Rok 1913. Dwudziestojednoletni student Politechniki Lwowskiej, Mieczysław Wojnicz (Michał Piotrowski), przyjeżdża do uzdrowiska Görbersdorf (dzisiaj Sokołowsko), by kontynuować leczenie objawów gruźlicy. Nie zamieszkuje w kurhausie, ale w Pensjonacie dla Panów prowadzonym przez Wilhelma Opitza. Powoli wdraża się w reżim sanatoryjnego pobytu, polegający na wizytach u lekarza (gdzie uporczywie odmawia całkowitego rozebrania się) i częstych spacerach.
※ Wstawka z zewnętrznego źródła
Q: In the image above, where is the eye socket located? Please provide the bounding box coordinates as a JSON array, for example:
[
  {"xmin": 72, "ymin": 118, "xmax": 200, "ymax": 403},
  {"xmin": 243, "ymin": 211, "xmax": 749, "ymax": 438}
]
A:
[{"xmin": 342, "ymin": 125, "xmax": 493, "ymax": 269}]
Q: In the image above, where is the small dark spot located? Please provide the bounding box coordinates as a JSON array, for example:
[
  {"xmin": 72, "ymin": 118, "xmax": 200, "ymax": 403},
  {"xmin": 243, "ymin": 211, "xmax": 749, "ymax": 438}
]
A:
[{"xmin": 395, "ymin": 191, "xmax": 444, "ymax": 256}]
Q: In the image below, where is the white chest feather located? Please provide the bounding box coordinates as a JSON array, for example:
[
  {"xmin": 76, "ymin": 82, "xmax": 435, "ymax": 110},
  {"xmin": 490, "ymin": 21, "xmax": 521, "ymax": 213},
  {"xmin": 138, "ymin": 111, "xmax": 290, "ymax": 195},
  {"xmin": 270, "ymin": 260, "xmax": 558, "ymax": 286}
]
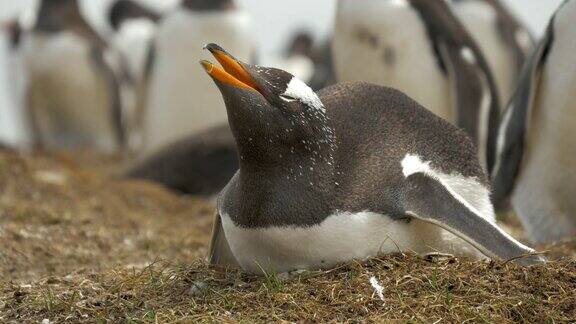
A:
[
  {"xmin": 222, "ymin": 212, "xmax": 479, "ymax": 273},
  {"xmin": 22, "ymin": 32, "xmax": 116, "ymax": 151},
  {"xmin": 144, "ymin": 11, "xmax": 252, "ymax": 152},
  {"xmin": 333, "ymin": 0, "xmax": 455, "ymax": 121},
  {"xmin": 455, "ymin": 1, "xmax": 516, "ymax": 107}
]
Pozostały czas spędza na okraszonych Schwärmerei (nalewką, miejscowym specjałem), przeciągających się dyskusjach na „ważne tematy” ze współkuracjuszami: filologiem klasycznym Augustem Augustem, nauczycielem Longinem Lukasem, teozofem Walterem Frommerem oraz młodym adeptem historii sztuki Thilem von Hahnem. Atmosfera uzdrowiska daleka jest od kojącej beztroski. Dzień po przyjeździe bohatera samobójstwo popełnia żona jego gospodarza, Klara, która zaczyna odtąd prześladować myśli oraz zmysł słuchu Wojnicza. Równocześnie odkrywa on dziwną prawidłowość, zgodnie z którą co roku w listopadzie w pobliskim lesie znalezione zostają poćwiartowane zwłoki mężczyzny…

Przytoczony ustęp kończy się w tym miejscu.